Pharmaceutical Technology


Stability testing. Consider a solution formulation for which the specification requires that the pH be 6.5–7.5. Rather than being based upon clinical fitness for use, these limits were established on the basis of some development data after computing process average 3σ. This means, assuming data follow a normal distribution, that about 3 out of 1000 results are expected to be outside the specification limits because of pure chance. Now assume that the true batch pH is 7.0 and nearly all observed variability is a result of measurement error. Ten units are tested for a batch at each of seven stability time points. Even if the pH is stable during storage, the risk that at least one unit fails to comply with the specification at some time point is at most 1 – (1 – 0.003)70 = 0.19. Clearly, a 19% risk of observing a false out-of-specification (OOS) result for an acceptable batch on stability is intolerable. This failure to conform to specifications also can lead to product recalls of acceptable material. When false OOS signals are obtained as a result of multiplicity, many resources are wasted in the subsequent investigation looking for a root cause that does not exist.

The overall risk of randomly failing somewhere in the stability program increases as more storage conditions and additional annual batches are studied. If multiplicity effects are not taken into account to manage this risk, then manufacturers could be led to a risk-managing approach of reducing the number of batches, conditions, time points, and tested properties as much as possible. Clearly this is at odds with one of the primary objectives of stability testing: to increase the knowledge of the product.

Shelf-life estimation. The recommended approach to shelf life estimation includes a statistical test of batch slope homogeneity (i.e., determining whether there is evidence of a difference in the rate of change over time across batches) (5). It is well known that increasing either the number of batches, the amount of data per batch, or the precision of the measurement process will increase the probability of rejecting the hypothesis of batch slope homogeneity (6). When estimating product shelf life from a group of nonhomogeneous batch slopes, a worst-case strategy is prescribed such that the shelf life for future batches is based on the batch in the group with the shortest shelf life (5). Even when batch slopes are similar, as the amount or precision of data included in a stability program increases, the conditions prescribed to allow pooling of batches are usually less likely to be fulfilled. Therefore, a shorter shelf life is typically obtained. Thus, even though a larger number of batches could lead to a better understanding of product stability, there is a built-in disincentive for a developer to include more than the minimum number of batches (three) for shelf-life estimation.

Process analytical technology. One of the potential applications of PAT is comprehensive real-time evaluation of tablet content uniformity (nondestructive testing of hundreds or thousands of tablets). A challenge in such applications is to properly define the acceptance criteria appropriate for such a large sample. Traditionally, a sample of 10–30 tablets is assessed against criteria specified in the pharmacopeia for uniformity of dosage units (7). These pharmacopeial criteria are not directly applicable to large sample sizes, because they do not take into account the multiplicity risks associated with large samples. An acceptable batch, which passes the pharmacopeia test a high percentage of the time, may fail to have all PAT samples meet the pharmacopeia acceptance criteria. This failure may be attributed to the fact that the range of observed individual values increases with sample size or because the uncertainty in a computed result is based on a sample of different size than that for which the acceptance limit was developed. This issue has been highlighted as a deterrent for extended applications of PAT in this area (8).

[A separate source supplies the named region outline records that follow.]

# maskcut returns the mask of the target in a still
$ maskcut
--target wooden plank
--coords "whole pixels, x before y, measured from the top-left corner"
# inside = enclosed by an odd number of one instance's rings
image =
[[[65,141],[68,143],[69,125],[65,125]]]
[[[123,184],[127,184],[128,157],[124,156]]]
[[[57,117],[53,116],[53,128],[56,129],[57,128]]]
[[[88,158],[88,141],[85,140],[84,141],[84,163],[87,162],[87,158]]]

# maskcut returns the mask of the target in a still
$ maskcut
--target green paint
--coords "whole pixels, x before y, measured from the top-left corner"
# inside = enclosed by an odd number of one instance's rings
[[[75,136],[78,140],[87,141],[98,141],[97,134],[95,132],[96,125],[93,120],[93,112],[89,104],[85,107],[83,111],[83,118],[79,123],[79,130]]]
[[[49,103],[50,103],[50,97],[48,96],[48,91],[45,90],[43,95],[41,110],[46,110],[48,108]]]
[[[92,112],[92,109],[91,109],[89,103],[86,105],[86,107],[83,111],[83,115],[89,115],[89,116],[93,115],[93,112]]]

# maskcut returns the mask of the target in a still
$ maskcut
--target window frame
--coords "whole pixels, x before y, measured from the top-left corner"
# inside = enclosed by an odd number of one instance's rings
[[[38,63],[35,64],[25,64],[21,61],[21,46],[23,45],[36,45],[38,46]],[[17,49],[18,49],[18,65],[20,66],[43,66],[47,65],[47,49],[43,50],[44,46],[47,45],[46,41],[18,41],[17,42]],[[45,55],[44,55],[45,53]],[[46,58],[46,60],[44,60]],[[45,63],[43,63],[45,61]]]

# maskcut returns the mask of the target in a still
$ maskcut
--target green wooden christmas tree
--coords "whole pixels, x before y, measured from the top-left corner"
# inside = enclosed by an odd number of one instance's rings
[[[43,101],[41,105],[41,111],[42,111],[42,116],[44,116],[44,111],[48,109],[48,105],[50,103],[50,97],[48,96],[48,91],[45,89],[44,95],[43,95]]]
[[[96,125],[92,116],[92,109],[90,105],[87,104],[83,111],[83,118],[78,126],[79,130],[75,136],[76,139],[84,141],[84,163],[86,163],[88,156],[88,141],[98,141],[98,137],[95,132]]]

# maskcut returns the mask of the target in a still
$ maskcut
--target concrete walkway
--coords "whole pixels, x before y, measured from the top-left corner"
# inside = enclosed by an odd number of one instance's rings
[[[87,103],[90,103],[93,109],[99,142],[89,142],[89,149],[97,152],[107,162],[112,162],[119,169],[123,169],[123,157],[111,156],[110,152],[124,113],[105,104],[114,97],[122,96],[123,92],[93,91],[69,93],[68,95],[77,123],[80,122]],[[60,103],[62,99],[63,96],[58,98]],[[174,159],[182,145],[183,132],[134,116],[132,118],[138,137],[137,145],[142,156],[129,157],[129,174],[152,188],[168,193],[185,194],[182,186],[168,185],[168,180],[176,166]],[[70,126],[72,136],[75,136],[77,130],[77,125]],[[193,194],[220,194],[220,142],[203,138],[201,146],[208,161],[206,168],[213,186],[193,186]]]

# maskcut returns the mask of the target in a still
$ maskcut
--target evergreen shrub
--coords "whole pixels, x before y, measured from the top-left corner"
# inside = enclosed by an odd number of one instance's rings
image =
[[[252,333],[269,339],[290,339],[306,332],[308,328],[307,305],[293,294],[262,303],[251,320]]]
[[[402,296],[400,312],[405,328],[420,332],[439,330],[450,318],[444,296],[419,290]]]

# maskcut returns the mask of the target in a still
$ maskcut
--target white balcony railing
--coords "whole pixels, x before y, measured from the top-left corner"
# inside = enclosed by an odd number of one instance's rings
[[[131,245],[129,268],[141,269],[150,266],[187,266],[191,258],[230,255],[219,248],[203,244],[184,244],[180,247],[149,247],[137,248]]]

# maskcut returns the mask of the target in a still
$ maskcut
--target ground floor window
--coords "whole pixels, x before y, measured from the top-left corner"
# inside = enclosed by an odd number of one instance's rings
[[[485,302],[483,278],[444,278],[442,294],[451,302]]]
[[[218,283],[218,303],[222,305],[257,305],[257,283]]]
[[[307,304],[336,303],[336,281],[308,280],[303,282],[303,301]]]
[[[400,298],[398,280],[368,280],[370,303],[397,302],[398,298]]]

Validation and investigations. Frequently in product development and other experimental investigations, including validation and optimization, a scientist may be interested in detecting smaller differences than would be of interest in routine release and stability testing, where the focus is to verify satisfactory product properties. A statistically established approach would be to collect larger amounts of data, possibly following an alternative sampling plan, than the standard release stability test for increased understanding. Because of multiplicity, however, the risk of obtaining individual results outside limits established for a smaller sample size will then increase as a result of common analytical and sampling variation. Because observing such aberrant values will result in "failed" validation, "verified" OOS, or a reduced design space, the consequence is that the size of the testing program is primarily driven by a risk-to-fail assessment rather than the need to obtain more reliable conclusions.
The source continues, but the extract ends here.